Because remote working is the future.
Even those businesses asking staff to be in a couple of times a week (like us here at Berkeley – we’ve missed in-office collaboration, chats, and more importantly, takeaways and office drinks), twice a month, or a handful of times a year, won’t dissuade many from that £200,000 five-bed house in the South West, well worth the occasional £200, five-hour train journey.
This lifestyle change has ignited an understandable desire for freedom – freedom to readdress the work/life balance, freedom for people to shape their lives how they want. And this has led to huge repercussions when it comes to recruitment and retention. Before, lives were squeezed in around jobs. Living arrangements and travel dictated by proximity to an office. This barrier has been lifted, and with location no longer a factor, jobs that were changed once every five years are now being changed yearly. Where people would spend a couple of years in a role, they’re now spending six months. People are taking advantage of an increasingly fluid job market, and bartering ever better work perks along the way.
Put simply, employees are now sellers in a buyers’ market. Never has recruitment been such a challenge – and PR has very much felt this sting.

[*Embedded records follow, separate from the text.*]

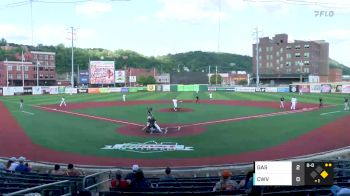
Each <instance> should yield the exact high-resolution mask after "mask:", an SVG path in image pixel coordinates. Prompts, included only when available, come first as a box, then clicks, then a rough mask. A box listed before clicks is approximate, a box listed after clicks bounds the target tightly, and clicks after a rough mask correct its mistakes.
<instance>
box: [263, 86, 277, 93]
mask: <svg viewBox="0 0 350 196" xmlns="http://www.w3.org/2000/svg"><path fill="white" fill-rule="evenodd" d="M265 92H267V93H277V87H266V88H265Z"/></svg>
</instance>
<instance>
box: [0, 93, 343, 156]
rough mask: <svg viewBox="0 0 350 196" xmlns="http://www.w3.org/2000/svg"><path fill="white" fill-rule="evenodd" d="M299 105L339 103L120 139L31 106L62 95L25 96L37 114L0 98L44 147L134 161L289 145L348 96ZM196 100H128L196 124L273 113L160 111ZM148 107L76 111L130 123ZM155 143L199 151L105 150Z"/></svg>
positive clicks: (37, 104)
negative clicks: (246, 119)
mask: <svg viewBox="0 0 350 196" xmlns="http://www.w3.org/2000/svg"><path fill="white" fill-rule="evenodd" d="M281 95H283V96H284V97H285V98H286V99H290V98H291V97H292V96H293V95H295V94H291V93H283V94H282V93H276V94H273V93H232V92H228V93H225V92H214V93H213V96H214V99H221V100H261V101H276V103H277V104H278V99H279V97H280V96H281ZM199 96H200V98H201V99H208V93H207V92H201V93H199ZM296 96H297V98H298V100H299V102H307V103H317V102H318V97H319V96H322V97H323V99H324V102H325V104H337V105H339V106H337V107H332V108H322V109H320V110H316V111H313V112H307V113H301V114H289V115H285V116H274V117H267V118H261V119H251V120H246V121H239V122H229V123H221V124H214V125H209V126H207V130H206V131H205V132H203V133H202V134H200V135H196V136H183V137H178V138H158V137H156V136H155V137H153V138H143V137H136V136H126V135H120V134H118V133H117V132H116V129H117V128H119V127H120V126H121V125H119V124H115V123H110V122H104V121H99V120H93V119H86V118H83V117H78V116H71V115H67V114H62V113H53V112H46V111H42V110H38V109H36V108H34V107H31V105H41V104H58V103H59V101H60V97H61V95H43V96H24V97H23V98H24V100H25V110H26V111H28V112H32V113H34V114H35V115H28V114H25V113H22V112H19V110H18V101H19V100H20V99H21V98H22V97H19V96H18V97H1V98H0V100H2V101H3V102H4V104H5V105H6V107H7V108H8V109H9V111H10V112H11V113H12V115H13V116H14V117H15V118H16V120H17V121H18V122H19V123H20V125H21V127H22V128H23V129H24V130H25V132H26V134H27V135H28V136H29V137H30V138H31V139H32V140H33V142H34V143H36V144H39V145H41V146H43V147H46V148H50V149H54V150H60V151H65V152H73V153H77V154H84V155H94V156H108V157H130V158H142V157H143V158H188V157H202V156H220V155H224V154H233V153H234V154H239V153H243V152H249V151H254V150H260V149H264V148H268V147H271V146H276V145H278V144H281V143H284V142H286V141H288V140H290V139H293V138H296V137H298V136H300V135H303V134H305V133H307V132H309V131H310V130H312V129H315V128H317V127H320V126H322V125H325V124H327V123H329V122H332V121H334V120H336V119H339V118H341V117H343V116H345V115H349V114H350V113H349V112H339V113H334V114H330V115H324V116H321V115H320V114H321V113H324V112H331V111H336V110H342V106H340V105H342V103H343V97H344V95H341V94H304V95H302V96H299V95H296ZM174 97H177V98H178V99H193V97H194V93H193V92H181V93H180V92H169V93H156V92H153V93H151V92H145V93H129V94H128V95H127V100H169V104H155V105H152V107H153V108H154V109H155V115H156V117H157V118H158V120H159V122H160V123H193V122H202V121H208V120H216V119H223V118H233V117H239V116H246V115H253V114H260V113H268V112H274V111H276V110H274V109H271V108H252V107H241V106H223V105H210V104H191V103H182V104H181V105H180V106H181V107H182V105H183V106H184V107H186V108H192V109H193V110H194V112H192V113H191V112H190V113H181V114H179V113H160V112H157V110H158V109H161V108H169V107H171V102H170V100H171V99H172V98H174ZM66 100H67V102H68V104H69V103H71V102H97V101H98V102H103V101H118V100H121V94H118V93H113V94H100V95H90V94H80V95H71V96H70V95H66ZM146 107H147V106H144V105H138V106H129V107H125V106H120V107H105V108H95V109H82V110H78V111H77V112H81V113H89V114H93V115H97V116H105V117H109V118H114V119H124V120H127V121H131V122H139V123H144V121H145V115H146V111H145V108H146ZM150 140H155V141H157V142H161V141H163V142H177V143H179V144H183V145H186V146H193V147H194V149H195V150H194V151H185V152H164V153H157V156H154V155H153V154H139V153H133V152H124V151H113V150H101V148H102V147H104V145H113V144H116V143H126V142H145V141H150Z"/></svg>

But whilst change can be frustrating and unnerving, PR as a sector must encourage and embrace it. Experience and hindsight bring obvious benefits to comms, but a new way of thinking, a fresh pair of eyes or new blood all bring huge advantages too. It’s all too easy for methods to become stagnant, but simple changes – including just questioning why something is being done – can keep us evolving.
Some positive changes I’ve witnessed at Berkeley in recent months include the introduction of a buddy system to help our new recruits – especially those new to PR – get up to speed quickly in our now mostly-remote hybrid work setting. One of our longest-standing colleagues has retained her position while moving to Prague, becoming our first Berkeley bod in the Czech Republic, and we’ve seen account directors join us from both Plymouth and France. So while we are asking our team to come into the office twice a week, to ensure everyone can enjoy the collaboration and perks that in-office working brings, we also recognise that flexibility is key, and good talent should never be ignored!
I’d encourage you not to be too disheartened as your PR team keeps evolving. Change is the newest constant, and for all the frustrations it can bring, it welcomes in even more opportunity.